Opinion - Every audiophile should build at least 1 pair of speakers


I think everyone who does this, even just once, would be forever changed and become an improved music listener as well as equipment hobbyist.

Whether you build a single driver speaker like the LM-1S or the 2-way desktop LM-1 (designs are free) or any other kit from


I think you would find yourself with very different biases and understanding of how parts interact, how drivers work, and how much a good pair of speakers should cost, and most likely you would have a different opinion about what a good speaker sounds like.

Would you build world reference speakers for $50 a pair? Not likely at all, but when I see audiophiles argue over thousands of dollars in speaker cables and interconnects, I think to myself, their opinions and biases about where to spend their time and money would be forever changed if they built but a single pair of speakers.

Also, of course, building speakers is fun as hell, and a great project to introduce kids to electronics. Especially girls, we need more girls who grow up to be speaker makers, amp designers and audiophiles!

Best,


Erik


erik_squires
Soundsreal....well, considering the plethora of offerings 'out there', I think we'd hardly notice an influx of 800...*L*

The similarities between one's personal audio equipment choices for the spaces they listen in and the complexities of various programs on one's personal computer type and the configurations within that....making these things 'coexist' with each other, without random violent hair removal....

I'm sometimes thrilled that any and either work as well as they do at all. *G*

...and no, Eric, you can't stop...this is one of those threads that should grow a life of it's own, expanding exponentially until the AG server goes *poof*. *L*  And then we can move on, like locusts, consuming terabytes in our path...

And everyone's scared of AI...

"All thee have to fear....is Me..." *LOL*  Or us.... ) 
Having a great time and learning experience building an active tri-amped 2.2 system. 3 Crown XTi-2 power amps contain all the digital adjustment control over EQ, crossover, driver gain and delay one could conceivably ever need, no limitations with crossover design ever again.
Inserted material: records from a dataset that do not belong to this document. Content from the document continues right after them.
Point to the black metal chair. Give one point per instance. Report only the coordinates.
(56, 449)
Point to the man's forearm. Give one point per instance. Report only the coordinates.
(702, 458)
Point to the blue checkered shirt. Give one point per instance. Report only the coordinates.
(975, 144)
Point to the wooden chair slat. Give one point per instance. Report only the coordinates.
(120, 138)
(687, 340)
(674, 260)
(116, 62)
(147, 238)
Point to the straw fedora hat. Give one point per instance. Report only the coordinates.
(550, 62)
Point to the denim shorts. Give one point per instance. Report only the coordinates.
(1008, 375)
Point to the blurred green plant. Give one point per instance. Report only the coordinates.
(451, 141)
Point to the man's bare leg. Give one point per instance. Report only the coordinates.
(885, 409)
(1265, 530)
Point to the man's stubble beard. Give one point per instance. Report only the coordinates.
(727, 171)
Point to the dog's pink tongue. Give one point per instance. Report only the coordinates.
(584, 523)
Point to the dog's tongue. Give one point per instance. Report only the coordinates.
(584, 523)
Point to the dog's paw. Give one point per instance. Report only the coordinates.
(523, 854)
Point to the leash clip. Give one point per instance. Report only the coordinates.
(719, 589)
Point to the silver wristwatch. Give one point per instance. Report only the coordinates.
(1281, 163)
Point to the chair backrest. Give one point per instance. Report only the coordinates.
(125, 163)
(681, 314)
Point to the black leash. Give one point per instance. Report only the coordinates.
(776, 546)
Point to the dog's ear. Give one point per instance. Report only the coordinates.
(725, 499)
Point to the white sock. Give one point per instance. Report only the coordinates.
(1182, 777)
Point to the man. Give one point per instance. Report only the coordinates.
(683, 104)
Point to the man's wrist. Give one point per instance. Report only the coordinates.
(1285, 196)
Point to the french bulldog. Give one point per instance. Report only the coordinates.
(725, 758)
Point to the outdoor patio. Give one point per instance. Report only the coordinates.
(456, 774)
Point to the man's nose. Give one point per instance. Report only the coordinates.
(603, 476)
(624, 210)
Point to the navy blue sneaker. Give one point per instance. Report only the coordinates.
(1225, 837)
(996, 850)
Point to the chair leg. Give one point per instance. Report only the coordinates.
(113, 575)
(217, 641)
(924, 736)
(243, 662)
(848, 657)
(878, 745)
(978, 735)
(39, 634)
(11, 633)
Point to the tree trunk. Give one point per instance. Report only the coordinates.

About $500 for each amp and they happen to sound terrific. Aurum Cantus 25120 tweeters (1 per channel) and 3" GR Research "LGK’s" (4 per channel) to make for a MMTMM config. This is loosely based on Danny Ritchie’s "Wedgie" design, except that, on a bit of a whim really, I’m adding horns into the equation, just to see (Flying Wedgie??). An OmniMic 2.0 rounds it out.

The standmounts are about $900/pair to make and the pair of 15" Hawthorne Audio "Augies" add around another $500. The amp/speaker package is roughly $2900 retail. Pretty sweet considering that I’m no longer paying a speaker manufacturer to try to guess, or suppose, what it is that I want from a design. Now I have what I’ve been after all along: the flexibility and control it takes to dial in just exactly the kind of sound I happen to want, regardless of whatever room it all goes into or whatever source I ever end up using.
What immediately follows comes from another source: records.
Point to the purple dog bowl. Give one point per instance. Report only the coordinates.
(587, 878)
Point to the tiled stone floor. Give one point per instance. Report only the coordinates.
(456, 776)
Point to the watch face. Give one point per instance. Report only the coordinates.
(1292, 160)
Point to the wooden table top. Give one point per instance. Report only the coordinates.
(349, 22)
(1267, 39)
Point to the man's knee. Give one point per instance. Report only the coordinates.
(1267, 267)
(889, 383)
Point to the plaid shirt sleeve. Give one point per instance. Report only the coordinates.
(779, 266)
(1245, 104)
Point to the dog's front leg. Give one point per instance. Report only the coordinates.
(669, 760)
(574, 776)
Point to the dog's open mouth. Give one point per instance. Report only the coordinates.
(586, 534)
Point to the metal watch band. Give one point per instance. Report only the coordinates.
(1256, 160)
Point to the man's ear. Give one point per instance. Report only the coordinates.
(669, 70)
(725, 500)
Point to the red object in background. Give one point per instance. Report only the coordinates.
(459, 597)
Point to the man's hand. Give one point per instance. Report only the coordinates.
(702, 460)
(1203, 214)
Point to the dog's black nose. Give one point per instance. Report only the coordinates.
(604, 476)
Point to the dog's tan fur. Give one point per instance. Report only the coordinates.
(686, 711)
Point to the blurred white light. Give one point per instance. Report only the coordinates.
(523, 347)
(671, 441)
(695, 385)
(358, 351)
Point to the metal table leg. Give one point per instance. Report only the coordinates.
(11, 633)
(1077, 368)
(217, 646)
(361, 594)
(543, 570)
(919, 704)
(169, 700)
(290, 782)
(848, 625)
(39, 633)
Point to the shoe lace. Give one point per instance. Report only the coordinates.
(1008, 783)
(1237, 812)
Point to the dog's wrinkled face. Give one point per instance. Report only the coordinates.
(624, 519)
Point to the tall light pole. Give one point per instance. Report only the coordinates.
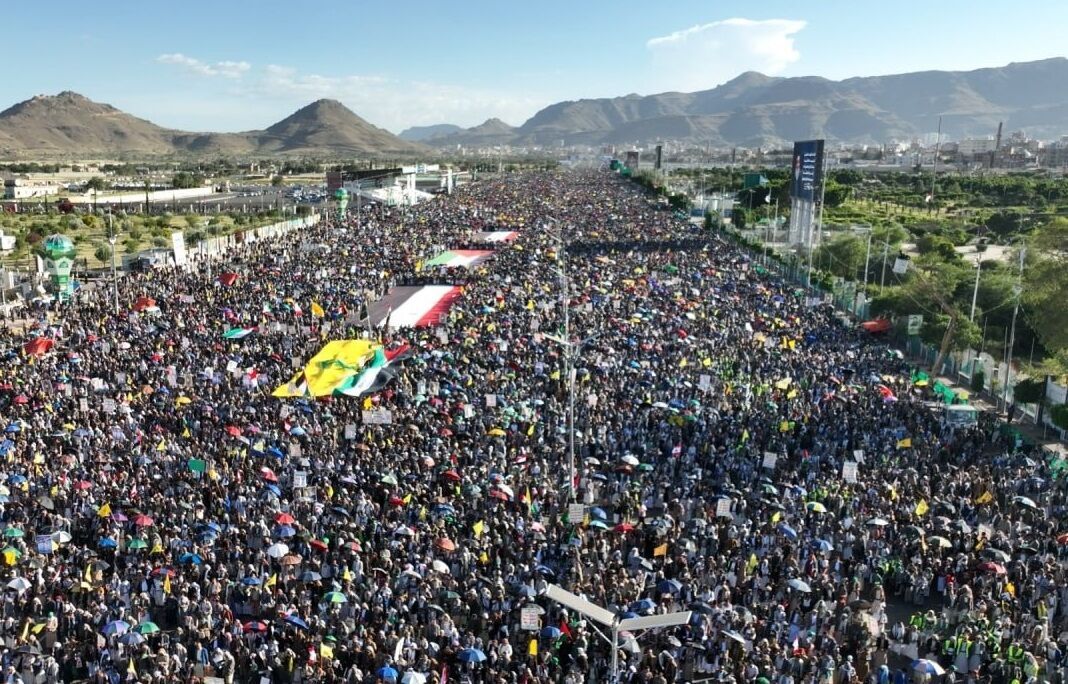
(114, 274)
I now know it would take me a whole Heap of money and a long time looking to find the next best thing in the speaker market, new or used.
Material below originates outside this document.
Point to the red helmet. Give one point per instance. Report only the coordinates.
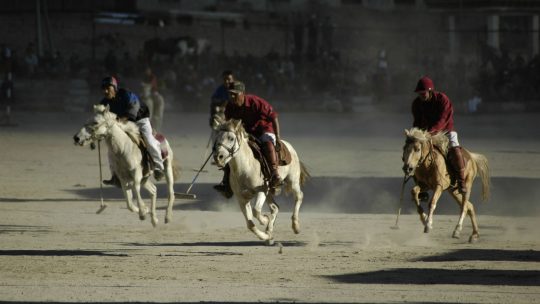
(108, 81)
(424, 84)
No going back for me. I don’t think I’ll ever buy another pair of manufactured speakers again. :)
Doing it right now. A pair of Bill Fitzmaurice Davids with upgraded drivers and a flat pack from speakerhardware.com. Just finished the crossovers a couple of weeks ago. Total cost will be less than $1500.

If not these, my second choice would probably have been Statement II (speakerdesignworks.com and meniscusaudio.com).

I now know it would take me a whole Heap of money and a long time looking to find the next best thing in the speaker market, new or used.

This brings up two major reasons to build yourself:

1 - Make exactly what you want
2 - Price performance is unmatched vs. commercial

The high end brands charge around 10x the driver cost. Some much more. a few less. My main speakers would be around $12k if I tried purchasing, and they may or may not sound like what I want them to sound, exactly. 
Amen, Erik.

From the looks of this thread, and the amount of people who might lament about how much speakers cost and/or how hard it is to get what they’re after, then, among existing audiophiles anyway, this may be the next wave...if it isn’t already.

DIY speaker building has been around forever, but everything (increasing costs in the speaker market, less disposable income these days, the overall lack of movement in the global audio market and the wide availability online of affordable, high-quality parts, materials as well as easier, faster testing methods, etc) seems to me to be pointing in this direction more and more.

Increasingly I have learned to tweak, modify and now DIY my way forward. Just accepting at face value alone the terms that manufacturers are willing to dictate to everyone has grown to be no longer an option for me. Lots of gains to be realized IMO once you decide and bother to learn how to start to buck that established trend.